Note: This exercise sheet is much shorter than the rest to allow more time in preparation for the DataViz Battle. If you feel like you need more practice with these topics, please have a look at the last part of chapter 3 from R4DS.
Remember, before you can use the tidyverse, you need to load the package.
library(tidyverse)
Missing Pieces
R Scripts
- Create an R Script that will produce a histogram of the city mileages in the
mpg
dataset
- Run this script
- Why is it important to include library imports at the start of our R scripts?
- Create an R Script containing a pipeline that takes the
diamonds
dataset, groups by color
, and summarises the mean of each group
- Leave a blank line and then add code to create a bar chart of the classes in
mpg
- Place your cursor on the first line of the script. What happens when you use
ctrl-enter
? What code is executed? Where does your cursor move to?
Saving output
- Write the head of the
iris
dataset to a CSV file called ‘iris.csv’
- Now, append the tail of the same dataset to the same CSV file
- Instead, overwrite the existing CSV with just the head
- What happens if you try to write a CSV to a directory (folder) that doesn’t exist?
- Create a jittered scatter plot of highway mileage against engine size for the
mpg
dataset. Use ggsave()
to save the output as a PNG image
- Create a boxplot of price for each cut in the
diamonds
dataset. Save this as an A5 PDF. You may find the units = "cm
argument useful.
Advanced Data Visualisation
Positional Adjustments
Create a bar chart of the cut
variable from the diamonds
dataset filled by clarity
. Use position = "identity"
and set transparency to a low value so all bars are visible. Is this a good plot?

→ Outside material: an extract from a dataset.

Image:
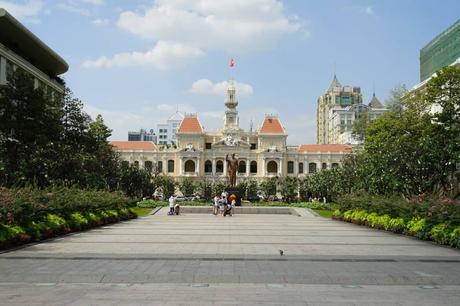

Repeat the above plot but now use position = "dodge"
and then position = "fill"
Which of the above plots is best for answering questions regarding what distribution the clarities have for each cut?
Create a jitter plot both by using geom_point()
with position = "jitter"
and geom_jitter()
What parameters can be used to control the behaviour of geom_jitter()
? Instead of using position = "jitter"
, use position = position_jitter(...)
and confirm that you can pass in these same parameters
Compare and contrast the use of geom_jitter()
and geom_count()
in plotting hwy
against cty
with the mpg
dataset
Coordinate Systems
Create a horizontal bar plot of the mean price for each cut for the diamonds
dataset. You will need to use group_by()
, summarise()
and then either geom_col()
or geom_bar()
with stat = "identity"
Create a bar plot of the cylinder numbers in the mpg
dataset and convert it into a Coxcomb plot using coord_polar()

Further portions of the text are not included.